A Chicago blues joint popped up in Vineyard Haven this month, with live music five nights a week. But you’ll need to get there soon if you want to catch a performance because Big Mama’s Blues Club is closing Sept. 7.
 Big Mama’s is the setting for Low Down Dirty Blues, a musical revue playing Tuesday through Saturday nights at the Martha’s Vineyard Playhouse. In two sets, separated by an intermission, the house band and three lead singers take their audience on a wide-ranging tour of the blues.

The extensive song list includes classics such as Robert Johnson’s Come On In My Kitchen and Elmore James’s Shake Your Moneymaker, gospel spirituals like Lord, I’ve Tried, the powerful soul ballad I’d Rather Go Blind, made famous by Etta James, and Sam Cooke’s protest song A Change is Gonna Come.

Conceived by Randal Myler and Dan Wheetman and directed by Mr. Myler, Low Down Dirty Blues transforms the playhouse stage into a gritty brick-walled bar where Big Mama (Felicia P. Fields), her three-piece band and her vocal partner Southside (C.E. Smith) preside.

Felicia Fields lets it rip as Big Mama. — MJ Bruder Munafo

The third singer onstage is also the guitarist. Going by the name Jelly, he’s played by the show’s musical director, who performs and records as Chic Street Man.

Backed up by pianist Michael Murray and bassist Eric Massimino, the three lead performers represent three major strains of the blues, each character sharing with the audience their own part of the African-American experience.
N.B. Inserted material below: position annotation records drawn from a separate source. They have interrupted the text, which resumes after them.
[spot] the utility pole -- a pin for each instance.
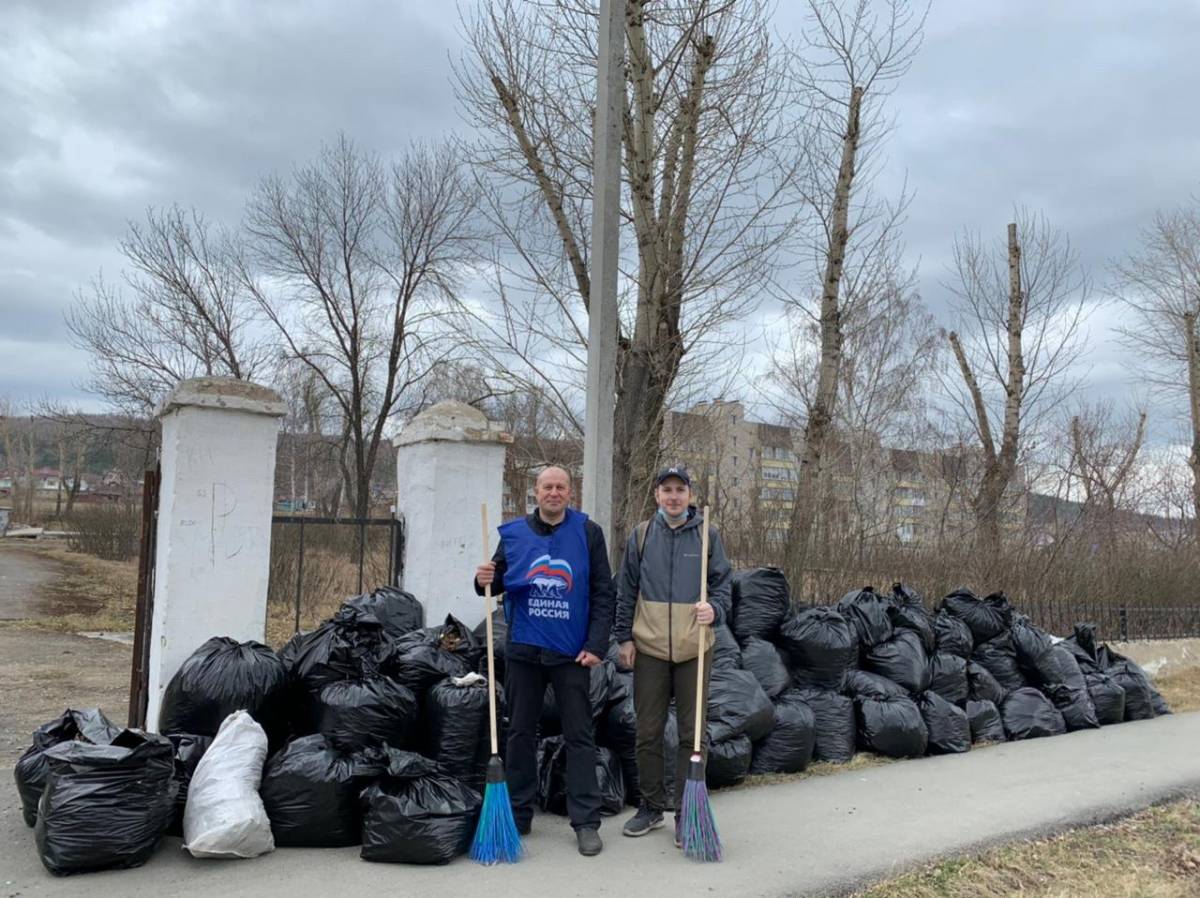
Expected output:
(605, 246)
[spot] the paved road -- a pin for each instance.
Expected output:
(819, 836)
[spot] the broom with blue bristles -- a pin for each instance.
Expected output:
(497, 839)
(697, 828)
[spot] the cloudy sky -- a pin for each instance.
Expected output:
(1084, 109)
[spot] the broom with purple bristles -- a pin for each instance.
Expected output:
(497, 839)
(697, 828)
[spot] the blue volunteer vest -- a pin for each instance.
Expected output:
(546, 584)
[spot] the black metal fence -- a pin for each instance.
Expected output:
(318, 562)
(1116, 622)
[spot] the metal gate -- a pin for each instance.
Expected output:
(139, 672)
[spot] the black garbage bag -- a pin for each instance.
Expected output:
(726, 652)
(618, 732)
(223, 676)
(414, 813)
(1029, 714)
(985, 722)
(761, 602)
(552, 778)
(311, 792)
(953, 635)
(1075, 706)
(1158, 702)
(31, 768)
(1139, 701)
(821, 646)
(947, 724)
(457, 731)
(621, 686)
(341, 647)
(499, 640)
(1081, 644)
(948, 677)
(835, 723)
(1108, 698)
(1056, 664)
(1031, 642)
(370, 711)
(738, 706)
(189, 752)
(985, 617)
(906, 594)
(768, 665)
(982, 686)
(909, 612)
(871, 686)
(1059, 675)
(729, 762)
(427, 656)
(789, 747)
(869, 614)
(999, 656)
(600, 684)
(399, 612)
(901, 659)
(670, 748)
(891, 725)
(105, 804)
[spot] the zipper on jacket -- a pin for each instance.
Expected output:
(671, 594)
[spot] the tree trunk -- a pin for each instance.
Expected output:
(1189, 323)
(820, 418)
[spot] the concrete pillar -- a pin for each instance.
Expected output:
(601, 382)
(214, 534)
(449, 459)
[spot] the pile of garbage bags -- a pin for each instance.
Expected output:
(372, 729)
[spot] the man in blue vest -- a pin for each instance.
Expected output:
(552, 566)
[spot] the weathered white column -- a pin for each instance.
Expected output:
(215, 502)
(449, 459)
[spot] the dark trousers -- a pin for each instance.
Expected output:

Big Mama grew up singing gospel in the church with her father, a pastor who envisioned the pair of them as another Aretha and C.L. Franklin. But she couldn’t resist the lure of the “Devil’s music,” and wound up in Chicago, dressed in red from head to toe and fronting a hot blues band.

Jelly came up from the Mississippi Delta and Southside, true to his name, is from Chicago, where he once saw some “skinny white British dudes” outside the studios of Chess Records. That would have been the Rolling Stones, who wound up mimicking Howling Wolf on television with Ed Sullivan — who never booked an actual blues band in his career, Jelly tells the audience.

Chic Street Man as Jelly on the guitar is also the musical director of the show. — MJ Bruder Munafo

“The blues ain’t blue no more. It’s green now,” Southside muses, before singing Willie Dixon’s Spoonful — a song about how everybody’s got something they’ll do anything to obtain: “Men lie about that spoonful/Some cry about that spoonful/Some die about that spoonful/Everybody fight about a spoonful.”

The characters keep their comments brief and the music flowing, often engaging the audience to clap and sing along. As Big Mama, Ms. Fields does even more, reaching out to cuddle several men in the first few rows as she sings “I got my mojo working . . . I’ll have all you men under my command.”

The set, by Lisa Pegnato, evokes a smoky bar with the look of darkened brick and filmed-over posters. But despite the beer sign and bottles on the tables, this is one blues club where the audience can’t get a drink — only water is permitted inside the theatre.